Quote:
Originally Posted by Vanman*
Hey,
I am a live PLO player, I have decent results in live 4 card PLO at my local casinos and a couple of private games.
I have recently started playing in a private dealers choice 4/5/6 card plo hi game.
The min buyin is £100 with no max.
The players are generally bad, rich business men who want to gamble and always choose 6 card if possible (this sometimes requires UTG to sit out)
They only invite me if they are short of players as i am considered tight as I buyin for the min, chose 4 card on my button and fold preflop more often than not I usually take 15 £100 buyins and look to get a stack in order that i can start playing postflop.
The average cost to see a flop is £25
My questions are how should I approach this type of game (maybe i shouldn't play)
And are there any charts or equity models for this many cards?
Any ideas?
Thanks
Seems like a pretty rare variant of the game and the problem grows geometrically so I doubt you'd find anything published.
I've never played it so obviously I'm only speculating.
It sounds like its more of a bankroll issue the way you pose the question.
If it's edges your wondering about, clearly they go way down if all players have limited experience. I think it's a lot about how good you are at adapting concepts.
Just out of curiosity, excluding flush boards, what's the typical hand strength on unpaired boards? on paired boards?
How often does a non-nut straight win? How often does a nut straight chop?
How often does a good non-nut hand fold? (blocker bluff value)

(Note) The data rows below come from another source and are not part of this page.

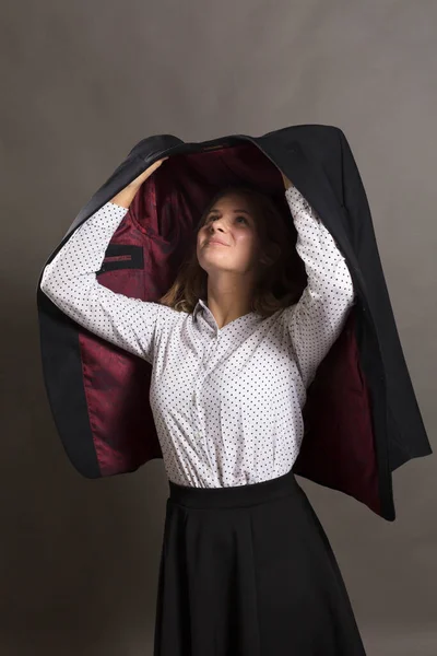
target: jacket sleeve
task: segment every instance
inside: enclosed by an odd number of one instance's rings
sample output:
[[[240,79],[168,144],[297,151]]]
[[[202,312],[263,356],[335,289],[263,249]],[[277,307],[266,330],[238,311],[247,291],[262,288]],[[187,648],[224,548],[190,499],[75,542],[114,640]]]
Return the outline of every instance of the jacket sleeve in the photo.
[[[308,283],[299,301],[282,314],[305,388],[340,336],[354,303],[353,281],[331,233],[292,185],[285,197],[297,230],[296,250]]]
[[[108,202],[82,223],[45,267],[40,289],[74,321],[152,363],[160,304],[113,292],[96,277],[127,212]]]

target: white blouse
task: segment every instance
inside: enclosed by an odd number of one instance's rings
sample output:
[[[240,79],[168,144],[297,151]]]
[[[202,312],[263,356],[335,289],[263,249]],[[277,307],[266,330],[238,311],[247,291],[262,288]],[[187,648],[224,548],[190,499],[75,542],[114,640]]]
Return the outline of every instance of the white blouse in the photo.
[[[202,298],[193,313],[99,284],[106,248],[126,208],[90,216],[43,272],[64,314],[152,365],[150,403],[168,478],[181,485],[245,485],[290,471],[306,390],[354,303],[345,259],[296,187],[285,191],[308,284],[268,318],[246,314],[218,328]]]

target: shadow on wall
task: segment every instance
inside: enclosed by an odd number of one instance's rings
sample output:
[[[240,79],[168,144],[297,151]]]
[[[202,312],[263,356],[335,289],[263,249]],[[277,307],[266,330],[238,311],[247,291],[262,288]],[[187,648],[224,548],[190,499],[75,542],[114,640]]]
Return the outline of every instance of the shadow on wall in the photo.
[[[9,294],[0,653],[144,653],[153,637],[167,496],[163,462],[99,480],[74,470],[48,408],[34,303],[23,290]]]

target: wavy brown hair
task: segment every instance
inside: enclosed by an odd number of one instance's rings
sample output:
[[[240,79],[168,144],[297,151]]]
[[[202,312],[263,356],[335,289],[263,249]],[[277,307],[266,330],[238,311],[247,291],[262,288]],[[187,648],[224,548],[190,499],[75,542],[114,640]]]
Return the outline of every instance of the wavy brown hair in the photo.
[[[212,207],[228,194],[241,194],[250,203],[261,247],[261,260],[252,298],[251,312],[269,317],[279,309],[297,303],[302,294],[305,269],[298,257],[291,257],[295,248],[296,232],[287,227],[272,199],[247,185],[228,185],[222,188],[203,210],[193,231],[193,248],[182,261],[176,280],[160,303],[178,312],[192,313],[199,298],[206,298],[208,272],[197,257],[197,236]],[[292,223],[292,222],[291,222]],[[294,229],[294,235],[293,235]],[[276,257],[271,254],[280,253]]]

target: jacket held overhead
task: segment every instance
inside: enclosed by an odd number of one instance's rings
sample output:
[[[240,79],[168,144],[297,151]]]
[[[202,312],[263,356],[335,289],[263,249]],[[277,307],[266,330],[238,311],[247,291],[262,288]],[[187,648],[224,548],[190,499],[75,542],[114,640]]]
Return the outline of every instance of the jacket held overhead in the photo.
[[[397,332],[366,194],[343,132],[309,125],[259,138],[237,134],[201,143],[184,143],[169,134],[144,139],[81,210],[46,266],[79,226],[90,220],[91,227],[91,221],[98,221],[120,189],[167,155],[166,165],[142,185],[108,233],[108,239],[114,234],[96,270],[99,285],[157,303],[173,283],[187,249],[193,247],[192,234],[202,209],[228,183],[256,185],[274,199],[291,224],[282,171],[295,186],[296,198],[300,192],[316,210],[327,242],[332,235],[355,291],[338,339],[335,336],[308,378],[304,438],[293,469],[352,495],[386,519],[394,519],[391,472],[432,450]],[[305,253],[299,248],[290,253],[296,274],[302,271],[298,251]],[[309,272],[307,261],[306,267]],[[304,293],[315,280],[310,274],[300,278]],[[73,465],[83,476],[97,478],[132,471],[163,457],[162,446],[166,446],[161,431],[160,444],[150,403],[154,391],[151,360],[139,358],[135,348],[119,348],[105,340],[104,332],[91,332],[86,323],[67,316],[43,292],[42,279],[43,272],[37,305],[46,389]],[[131,298],[126,300],[130,307]],[[154,307],[151,303],[145,306]],[[156,308],[178,317],[184,314],[166,306]],[[286,317],[286,312],[282,316]],[[264,433],[261,431],[259,440]]]

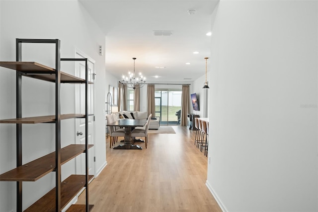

Also wondering things like when huge wraps start losing value for non-nutted outs or when pps lose value for hitting dominated sets.
Speculating:
Suited aces (2cards) go wayyy up in value and dbl suited aces are golden
OS aces depends on bluffing value ie non-nut flush fold percentage. Though, it would seem to follow that your FD equity must go wayyy down.
Suted ace w/2cards >> suited ace w/3cards as much for lost value with fewer flush over flush hands as lower percentage of hitting the NF.
Small suiteds seem to have blocker value only or possibly some minor redraw value
Wide connector/gapper types depends on knowing the above related question but re-draws seems like a huge factor so suited connectors >> os connectors
Small pps go wayyy down
Mid pp values it seems like mid sets still have some strength but almost seem a bit more important for blocker value vs possible straights.
Big pp are still fine for top sets but would benefit a lot from fl/str blockers and even redraws become significant for top sets soo maybe PPw/2gap>PPw/1gap?
Not sure how much I'm over thinking any of the above but starting hand equity seems to be a huge consideration pre-flop whereas post-flop seems like its almost easier to play since nut value/nut draw seems pretty much the overwhelming concern.
So while one may think it loosens up the game I'm more inclined to think that at 6 cards tighter is righter.